[illumos-Developer] CODE REVIEW -> Illumos 915, compliments of Joyent

Thu Apr 21 17:58:15 PDT 2011

Obviously looks good to me. ;)  Thanks for picking this one up.  Has
anyone else seen this?  We were getting crushed by it in our VMware
environment, and it has a somewhat distant failure mode.  For the
record, here's my analysis from our internal bug tracking system:

---8<---

We died in cv_wait() called from ill_taskq_dispatch() because our lock
was unheld.  The code in ill_taskq_dispatch(), however, looks airtight --
and the nature of the mutex code makes it impossible for another thread
to have errantly handled the lock.

Some relevant facts (from the dump from January 14th at 17:30:30):

- ill_taskq_dispatch is straight-line from ill_taskq_dispatch to the
  call to mutex_enter at ill_taskq_dispatch+0x7e

- The call to mutex_enter uses %r13 to load %rdi

- In ill_taskq_dispatch, %r13 is saved and then loaded before any branches
  (at ill_taskq_dispatch+0x58), and not altered until it is restored at
  ill_taskq_dispatch+0x1bb.

- %r13 from ill_taskq_dispatch is saved at cv_wait+0x12, and is
  0xffffff016bfdcf58

- This value corresponds to the value on the stack as part of the
  mutex_vector_exit() (as expected).

- ill_taskq_dispatch loaded 0xffffff016bfdcf58 into %r13 and called
  mutex_enter on this mutex at ill_taskq_dispatch+0x7e.

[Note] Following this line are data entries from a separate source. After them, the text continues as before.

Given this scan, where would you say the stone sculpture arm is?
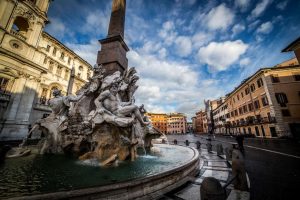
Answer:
[94,90,112,114]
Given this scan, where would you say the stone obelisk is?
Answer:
[97,0,129,75]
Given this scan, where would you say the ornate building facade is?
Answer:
[0,0,92,140]
[213,58,300,138]
[194,110,208,134]
[146,113,188,134]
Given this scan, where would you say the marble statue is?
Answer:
[12,65,160,165]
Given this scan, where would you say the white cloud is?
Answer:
[249,0,272,19]
[248,20,260,30]
[256,22,273,34]
[158,21,177,45]
[175,36,192,57]
[127,50,203,119]
[234,0,250,10]
[276,1,288,10]
[240,58,251,66]
[198,40,248,71]
[192,32,214,49]
[204,3,234,30]
[66,39,100,65]
[79,10,110,36]
[232,24,246,35]
[47,17,70,39]
[175,0,197,5]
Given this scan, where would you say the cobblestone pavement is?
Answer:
[161,144,250,200]
[164,134,300,200]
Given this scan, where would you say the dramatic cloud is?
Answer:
[47,17,70,39]
[257,22,273,34]
[234,0,250,10]
[276,1,288,10]
[250,0,272,18]
[128,51,201,119]
[232,24,246,36]
[192,32,214,49]
[198,40,248,71]
[46,0,300,120]
[240,58,251,66]
[79,10,110,35]
[158,21,177,45]
[66,39,100,65]
[175,36,192,57]
[205,3,234,30]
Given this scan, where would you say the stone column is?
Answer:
[262,74,291,136]
[7,76,26,121]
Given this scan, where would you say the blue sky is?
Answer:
[46,0,300,120]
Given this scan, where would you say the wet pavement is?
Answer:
[163,134,300,200]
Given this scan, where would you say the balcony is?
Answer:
[34,98,52,112]
[0,91,11,103]
[10,29,26,41]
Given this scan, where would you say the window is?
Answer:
[294,74,300,81]
[254,100,260,109]
[257,78,264,88]
[49,61,54,73]
[281,109,291,117]
[64,69,70,80]
[250,83,255,92]
[52,47,57,56]
[261,96,269,106]
[243,105,248,113]
[0,77,9,92]
[271,74,280,83]
[275,93,288,107]
[245,87,250,95]
[248,103,253,111]
[12,17,29,36]
[56,66,62,76]
[239,107,243,115]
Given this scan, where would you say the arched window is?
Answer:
[12,17,29,36]
[50,86,58,98]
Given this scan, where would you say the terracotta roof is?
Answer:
[281,37,300,52]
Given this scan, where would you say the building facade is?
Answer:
[204,97,224,134]
[145,113,168,134]
[213,102,229,134]
[146,113,187,134]
[213,59,300,138]
[0,0,92,140]
[195,110,208,134]
[167,113,187,134]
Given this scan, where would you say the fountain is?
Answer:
[0,0,199,199]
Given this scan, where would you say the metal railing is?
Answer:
[10,29,26,40]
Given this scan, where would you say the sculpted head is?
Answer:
[109,83,119,95]
[52,89,61,97]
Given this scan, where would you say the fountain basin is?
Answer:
[0,144,199,199]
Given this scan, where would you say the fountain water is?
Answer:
[0,0,199,199]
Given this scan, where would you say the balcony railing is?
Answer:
[224,117,276,128]
[34,97,51,112]
[10,29,26,40]
[0,91,11,102]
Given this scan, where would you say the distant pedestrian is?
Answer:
[235,134,244,153]
[28,124,32,133]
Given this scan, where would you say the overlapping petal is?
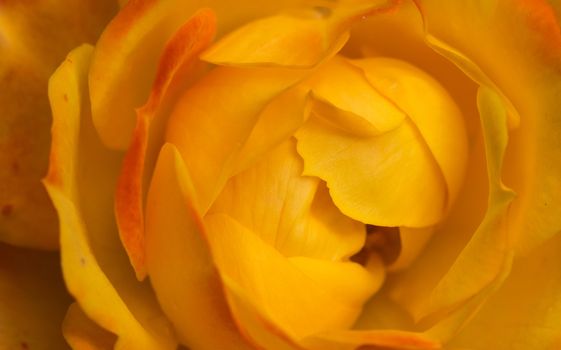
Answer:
[202,0,398,68]
[89,0,310,149]
[0,243,70,350]
[418,0,561,253]
[44,45,176,349]
[209,138,366,261]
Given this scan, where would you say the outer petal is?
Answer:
[62,303,117,350]
[89,0,310,149]
[166,67,309,213]
[418,0,561,253]
[296,111,446,227]
[0,244,70,350]
[44,45,175,349]
[0,0,117,249]
[115,9,216,279]
[146,144,250,349]
[390,87,514,341]
[450,230,561,350]
[205,214,377,346]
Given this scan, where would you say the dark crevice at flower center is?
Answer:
[351,225,401,265]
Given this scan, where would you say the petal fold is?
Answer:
[115,9,216,280]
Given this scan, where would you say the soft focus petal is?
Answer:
[166,67,307,213]
[62,303,117,350]
[296,111,446,227]
[44,45,175,349]
[0,0,117,249]
[391,87,514,341]
[0,243,70,350]
[146,144,249,349]
[115,9,216,279]
[90,0,310,149]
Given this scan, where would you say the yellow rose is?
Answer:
[2,0,561,349]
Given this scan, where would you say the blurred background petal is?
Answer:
[0,0,118,249]
[0,243,71,350]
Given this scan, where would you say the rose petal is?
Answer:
[353,58,468,209]
[300,330,441,350]
[0,0,117,249]
[44,45,176,349]
[0,243,71,349]
[115,9,216,280]
[62,303,117,350]
[391,87,514,339]
[205,214,376,346]
[146,144,250,349]
[311,57,406,136]
[296,110,446,227]
[166,67,308,213]
[89,0,312,149]
[419,0,561,260]
[202,0,397,68]
[388,227,435,272]
[450,231,561,350]
[209,139,366,261]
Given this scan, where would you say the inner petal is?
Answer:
[296,113,446,227]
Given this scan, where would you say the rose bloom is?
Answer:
[0,0,561,350]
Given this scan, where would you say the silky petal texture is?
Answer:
[419,0,561,254]
[115,9,216,279]
[209,139,366,261]
[388,227,435,272]
[310,57,406,136]
[205,214,376,345]
[44,45,176,349]
[166,67,307,213]
[89,0,306,149]
[342,1,480,140]
[62,303,117,350]
[353,58,468,208]
[296,112,446,227]
[0,243,71,350]
[146,144,250,349]
[0,0,117,249]
[390,87,514,341]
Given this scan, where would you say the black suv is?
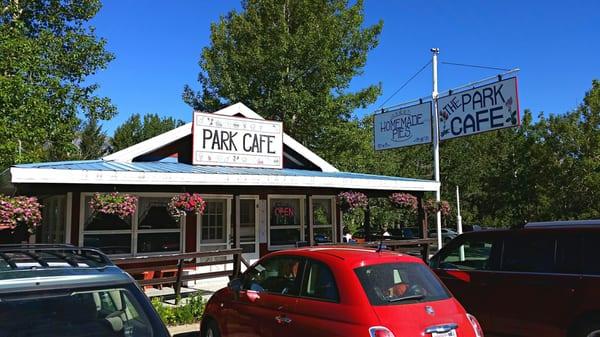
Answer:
[0,245,169,337]
[431,220,600,337]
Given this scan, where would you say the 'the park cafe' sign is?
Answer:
[373,77,520,150]
[438,77,520,140]
[373,102,431,150]
[192,112,283,168]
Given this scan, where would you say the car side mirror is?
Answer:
[227,278,242,293]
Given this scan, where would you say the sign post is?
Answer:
[431,48,443,250]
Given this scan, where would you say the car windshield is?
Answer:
[354,263,450,305]
[0,288,158,337]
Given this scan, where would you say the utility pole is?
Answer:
[431,48,443,250]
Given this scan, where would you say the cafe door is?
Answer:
[240,196,260,263]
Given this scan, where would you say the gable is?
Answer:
[102,103,338,172]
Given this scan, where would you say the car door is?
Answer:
[491,230,580,337]
[226,255,304,337]
[431,233,501,331]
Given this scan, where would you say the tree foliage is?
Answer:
[183,0,383,148]
[0,0,116,167]
[78,118,108,160]
[110,114,183,151]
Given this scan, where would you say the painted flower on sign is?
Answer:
[167,193,206,218]
[89,192,137,219]
[389,193,418,212]
[337,191,369,212]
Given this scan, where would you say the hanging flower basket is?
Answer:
[0,195,42,243]
[337,191,369,212]
[389,193,418,212]
[425,199,452,216]
[90,192,137,219]
[167,193,206,218]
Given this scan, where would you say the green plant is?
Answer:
[151,294,206,325]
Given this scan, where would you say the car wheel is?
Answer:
[574,322,600,337]
[202,319,221,337]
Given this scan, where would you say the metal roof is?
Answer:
[0,159,439,191]
[14,160,429,182]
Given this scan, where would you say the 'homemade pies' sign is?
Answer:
[193,112,283,169]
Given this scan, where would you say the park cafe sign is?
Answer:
[192,112,283,169]
[373,77,520,150]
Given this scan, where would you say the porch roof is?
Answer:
[2,159,439,191]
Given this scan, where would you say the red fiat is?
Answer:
[200,246,483,337]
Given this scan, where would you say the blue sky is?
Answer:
[90,0,600,134]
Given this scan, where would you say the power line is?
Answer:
[377,60,431,110]
[440,62,511,71]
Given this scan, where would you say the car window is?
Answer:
[301,261,339,302]
[354,263,450,305]
[242,256,302,295]
[502,235,556,273]
[432,238,499,270]
[582,233,600,275]
[0,289,156,337]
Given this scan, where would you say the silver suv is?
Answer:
[0,245,169,337]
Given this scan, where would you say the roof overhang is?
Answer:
[9,167,440,192]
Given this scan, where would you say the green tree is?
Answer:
[183,0,383,151]
[110,114,184,151]
[79,118,108,159]
[0,0,116,167]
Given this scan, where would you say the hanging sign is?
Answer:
[438,77,520,140]
[192,112,283,169]
[373,102,431,150]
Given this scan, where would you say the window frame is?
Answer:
[266,194,306,250]
[309,195,338,244]
[79,192,186,257]
[240,255,308,298]
[298,258,342,304]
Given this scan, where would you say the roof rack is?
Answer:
[0,244,114,271]
[525,219,600,228]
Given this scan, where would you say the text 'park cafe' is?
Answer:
[1,103,439,260]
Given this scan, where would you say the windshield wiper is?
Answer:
[387,295,425,303]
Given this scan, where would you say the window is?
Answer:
[302,261,339,302]
[240,199,257,253]
[0,289,157,337]
[269,198,304,246]
[502,235,556,273]
[242,256,303,295]
[583,233,600,275]
[137,197,181,253]
[354,263,450,305]
[431,238,499,270]
[83,195,133,254]
[35,195,67,243]
[200,199,228,250]
[82,195,183,255]
[312,197,335,243]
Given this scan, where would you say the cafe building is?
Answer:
[0,103,439,261]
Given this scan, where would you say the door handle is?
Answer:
[275,315,292,324]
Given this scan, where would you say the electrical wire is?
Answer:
[440,62,511,71]
[377,60,431,110]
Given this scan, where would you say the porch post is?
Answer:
[416,193,429,263]
[306,194,315,246]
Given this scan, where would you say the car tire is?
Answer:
[573,321,600,337]
[201,319,221,337]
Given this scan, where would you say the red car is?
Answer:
[430,220,600,337]
[200,246,483,337]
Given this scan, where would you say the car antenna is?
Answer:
[375,239,387,253]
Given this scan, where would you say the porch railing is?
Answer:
[112,248,249,302]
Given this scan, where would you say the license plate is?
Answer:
[431,330,456,337]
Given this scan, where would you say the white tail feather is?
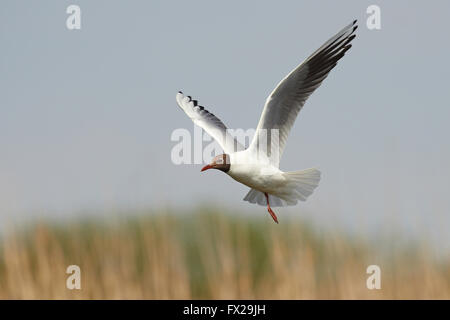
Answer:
[244,168,320,207]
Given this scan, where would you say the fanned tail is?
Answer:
[244,168,320,207]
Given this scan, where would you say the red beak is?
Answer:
[200,164,213,172]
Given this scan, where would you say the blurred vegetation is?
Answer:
[0,209,450,299]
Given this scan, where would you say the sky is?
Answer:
[0,0,450,247]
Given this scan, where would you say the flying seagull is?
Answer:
[176,20,358,223]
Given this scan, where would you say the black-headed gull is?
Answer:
[176,20,357,223]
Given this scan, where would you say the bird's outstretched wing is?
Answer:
[250,20,358,166]
[176,91,244,154]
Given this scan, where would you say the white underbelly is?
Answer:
[227,164,286,194]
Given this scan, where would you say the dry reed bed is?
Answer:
[0,212,450,299]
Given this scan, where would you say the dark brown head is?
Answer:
[201,154,230,172]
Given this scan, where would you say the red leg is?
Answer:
[264,192,278,223]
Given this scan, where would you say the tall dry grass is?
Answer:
[0,210,450,299]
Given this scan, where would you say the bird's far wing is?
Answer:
[250,20,358,166]
[176,91,244,154]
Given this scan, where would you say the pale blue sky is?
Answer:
[0,0,450,248]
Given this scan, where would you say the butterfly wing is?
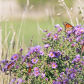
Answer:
[63,22,74,33]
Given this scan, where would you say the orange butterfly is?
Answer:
[81,41,84,55]
[63,22,74,33]
[28,67,31,73]
[7,62,14,70]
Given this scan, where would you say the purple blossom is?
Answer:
[58,28,62,32]
[39,50,44,56]
[33,71,40,77]
[34,45,42,52]
[41,73,45,78]
[34,67,39,71]
[21,56,26,62]
[16,65,19,69]
[31,58,38,64]
[45,78,48,81]
[26,62,32,67]
[69,38,72,42]
[76,36,81,42]
[52,62,58,69]
[72,43,75,47]
[44,44,50,48]
[46,32,52,37]
[53,50,61,58]
[70,73,76,79]
[43,30,48,32]
[53,34,58,40]
[48,52,55,58]
[76,48,79,53]
[63,79,69,84]
[11,54,18,60]
[83,56,84,59]
[11,78,16,83]
[55,24,60,28]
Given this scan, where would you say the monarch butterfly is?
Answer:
[81,41,84,55]
[28,67,31,73]
[7,62,14,70]
[63,22,74,33]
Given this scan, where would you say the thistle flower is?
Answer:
[11,54,18,60]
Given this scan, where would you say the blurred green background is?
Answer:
[1,0,82,47]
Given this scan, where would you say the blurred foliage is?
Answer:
[17,0,73,9]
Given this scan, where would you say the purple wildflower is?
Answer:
[41,73,45,78]
[11,54,18,60]
[26,63,32,67]
[55,24,60,28]
[34,45,42,52]
[33,71,40,77]
[16,65,19,69]
[31,58,38,64]
[70,73,76,79]
[34,67,39,71]
[53,50,61,58]
[44,44,50,48]
[76,48,79,53]
[48,52,55,58]
[53,34,58,40]
[46,32,51,37]
[52,62,58,69]
[39,50,44,56]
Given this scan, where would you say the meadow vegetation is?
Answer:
[0,0,84,84]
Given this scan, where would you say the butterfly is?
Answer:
[81,41,84,55]
[7,62,14,70]
[28,67,31,73]
[63,22,74,33]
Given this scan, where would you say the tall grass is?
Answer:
[0,0,84,84]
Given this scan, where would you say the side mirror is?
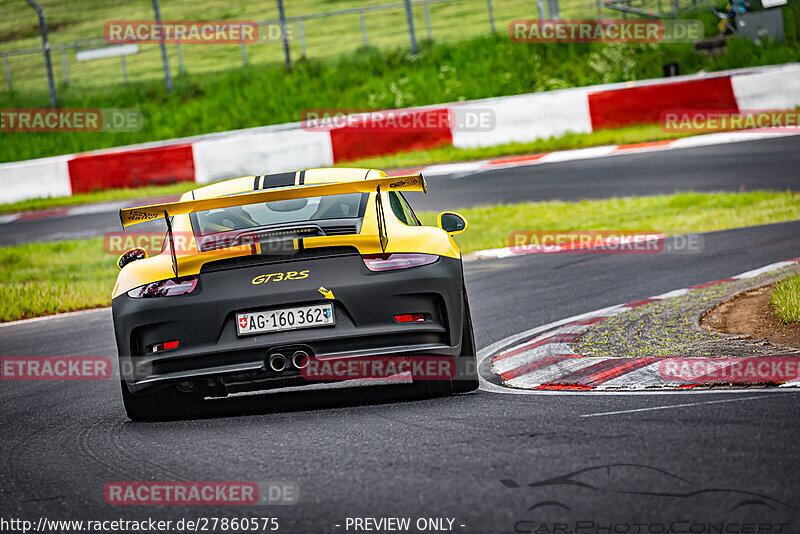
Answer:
[117,248,147,270]
[436,211,469,235]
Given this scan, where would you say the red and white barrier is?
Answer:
[0,63,800,202]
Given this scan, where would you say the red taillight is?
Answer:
[394,313,425,323]
[128,276,197,299]
[361,254,439,271]
[147,341,181,353]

- Between the call to mutex_exit() at ill_taskq_dispatch+0xb6 and the
  call to mutex_enter() at ill_taskq_dispatch+0xe5, there is only one
  potential transfer of control in the function:  to call assfail()
  from the basic block at ill_taskq_dispatch+0x1c2.  If this basic block
  were executed, a panic would be induced -- but even if this logic
  were somehow flawed, control would still return to ill_taskq_dispatch+0xe2
  to call mutex_enter() at ill_taskq_dispatch+0xe5.

We therefore know that the current (panicking) thread called mutex_enter()
at ill_taskq_dispatch+0x7e.  If it did indeed drop the lock at
ill_taskq_dispatch+0xb6, there is no path by which the lock is not regained
at ill_taskq_dispatch+0xe5.  We further know that if any other thread
attempted to (spuriously) drop the lock, the system would immediately panic.

All of this known, there become very few possibilities:

- The owner field was not properly recorded on the call to mutex_enter()
  ("can't happen").

- Control was transferred in such a way that the mutex_enter() at
  ill_taskq_dispatch+0xe5 never happened ("can't happen")

- The lock was not correctly regained in the cv_wait() ("can't happen").

- The lock field was zero'd by some other thread operating on the data
  structure.

Given that all of these but the last are "can't happen" conditions that
seem extraordinarily unlikely to be seen in the same body of code across
multiple builds (as has been the case with this panic), the last possibility
must be accepted as the only real possibility.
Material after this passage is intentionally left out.